We humans were designed after the supreme Intelligence of the universe—God Himself. As a result, the biblical record shows that Adam was a highly intelligent being capable of naming the animals and carrying on intelligent conversations immediately after his creation (Genesis:2:19-20, 23; Genesis 3). He was no cave man capable of only crude grunts.

And just as God has dominion—rulership—over everything that exists, He has given us humans dominion over the plant and animal kingdoms on this earth. Furthermore, He eventually wants to give us even more authority—dominion over the angels and positions of authority in a new "world to come" (Hebrews:2:5-8, Revelation:5:10).

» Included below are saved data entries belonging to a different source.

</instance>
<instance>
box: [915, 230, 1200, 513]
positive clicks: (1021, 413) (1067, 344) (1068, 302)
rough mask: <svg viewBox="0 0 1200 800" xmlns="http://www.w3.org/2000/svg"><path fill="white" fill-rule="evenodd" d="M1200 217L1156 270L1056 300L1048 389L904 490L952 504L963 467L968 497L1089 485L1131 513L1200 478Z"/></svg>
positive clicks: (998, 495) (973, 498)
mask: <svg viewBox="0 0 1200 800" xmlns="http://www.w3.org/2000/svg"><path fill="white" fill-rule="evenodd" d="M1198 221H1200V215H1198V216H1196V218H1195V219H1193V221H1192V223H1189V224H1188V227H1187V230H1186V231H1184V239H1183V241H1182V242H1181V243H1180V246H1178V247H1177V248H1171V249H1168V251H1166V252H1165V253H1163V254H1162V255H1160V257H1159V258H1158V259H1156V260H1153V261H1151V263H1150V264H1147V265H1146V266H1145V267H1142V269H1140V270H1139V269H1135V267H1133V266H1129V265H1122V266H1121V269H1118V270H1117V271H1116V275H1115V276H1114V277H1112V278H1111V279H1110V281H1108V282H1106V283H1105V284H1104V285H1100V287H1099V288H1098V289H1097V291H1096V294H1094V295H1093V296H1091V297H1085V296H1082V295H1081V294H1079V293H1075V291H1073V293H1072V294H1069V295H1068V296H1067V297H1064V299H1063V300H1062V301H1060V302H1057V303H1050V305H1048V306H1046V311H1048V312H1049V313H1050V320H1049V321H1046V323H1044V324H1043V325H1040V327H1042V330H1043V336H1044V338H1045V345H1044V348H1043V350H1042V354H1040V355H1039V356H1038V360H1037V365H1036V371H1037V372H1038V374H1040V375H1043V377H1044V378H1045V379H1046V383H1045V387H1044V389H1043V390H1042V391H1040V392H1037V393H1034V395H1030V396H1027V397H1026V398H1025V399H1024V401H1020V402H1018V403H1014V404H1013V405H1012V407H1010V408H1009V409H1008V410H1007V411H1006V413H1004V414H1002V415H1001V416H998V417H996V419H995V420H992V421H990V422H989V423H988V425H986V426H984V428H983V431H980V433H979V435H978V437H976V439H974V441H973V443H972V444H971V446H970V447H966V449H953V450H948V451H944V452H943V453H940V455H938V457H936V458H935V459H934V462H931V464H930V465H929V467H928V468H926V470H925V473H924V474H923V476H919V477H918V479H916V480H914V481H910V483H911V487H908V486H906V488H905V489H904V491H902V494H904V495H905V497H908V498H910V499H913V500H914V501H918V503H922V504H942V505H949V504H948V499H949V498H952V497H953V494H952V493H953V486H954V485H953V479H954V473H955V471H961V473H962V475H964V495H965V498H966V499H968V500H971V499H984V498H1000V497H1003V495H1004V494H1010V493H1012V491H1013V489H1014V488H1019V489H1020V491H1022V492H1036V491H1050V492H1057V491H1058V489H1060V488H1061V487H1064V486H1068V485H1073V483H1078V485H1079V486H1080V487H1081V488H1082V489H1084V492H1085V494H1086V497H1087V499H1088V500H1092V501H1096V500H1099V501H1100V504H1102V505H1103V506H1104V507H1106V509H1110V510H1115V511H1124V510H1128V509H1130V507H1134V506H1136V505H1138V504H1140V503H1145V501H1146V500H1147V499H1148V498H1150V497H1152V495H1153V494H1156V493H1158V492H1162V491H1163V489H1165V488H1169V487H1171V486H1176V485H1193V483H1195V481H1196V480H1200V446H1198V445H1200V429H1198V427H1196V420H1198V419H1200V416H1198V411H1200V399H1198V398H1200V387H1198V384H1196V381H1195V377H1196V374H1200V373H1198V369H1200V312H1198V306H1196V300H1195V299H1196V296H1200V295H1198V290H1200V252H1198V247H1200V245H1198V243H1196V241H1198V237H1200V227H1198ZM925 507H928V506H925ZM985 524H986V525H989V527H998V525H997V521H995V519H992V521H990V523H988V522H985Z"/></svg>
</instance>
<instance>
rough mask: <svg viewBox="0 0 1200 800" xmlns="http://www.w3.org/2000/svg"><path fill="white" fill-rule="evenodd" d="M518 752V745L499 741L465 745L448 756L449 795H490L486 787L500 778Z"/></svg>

When we understand that we were created as intelligent beings with dominion over our world, it is no surprise that we humans instinctively continue to add to our knowledge base and explore all that is around us. The Mars Exploration Program simply reflects the fact that we were hard-wired from the beginning to do these kinds of things. And even though our abilities are not nearly as great as God's, we humans clearly exhibit the family traits of our heavenly Father.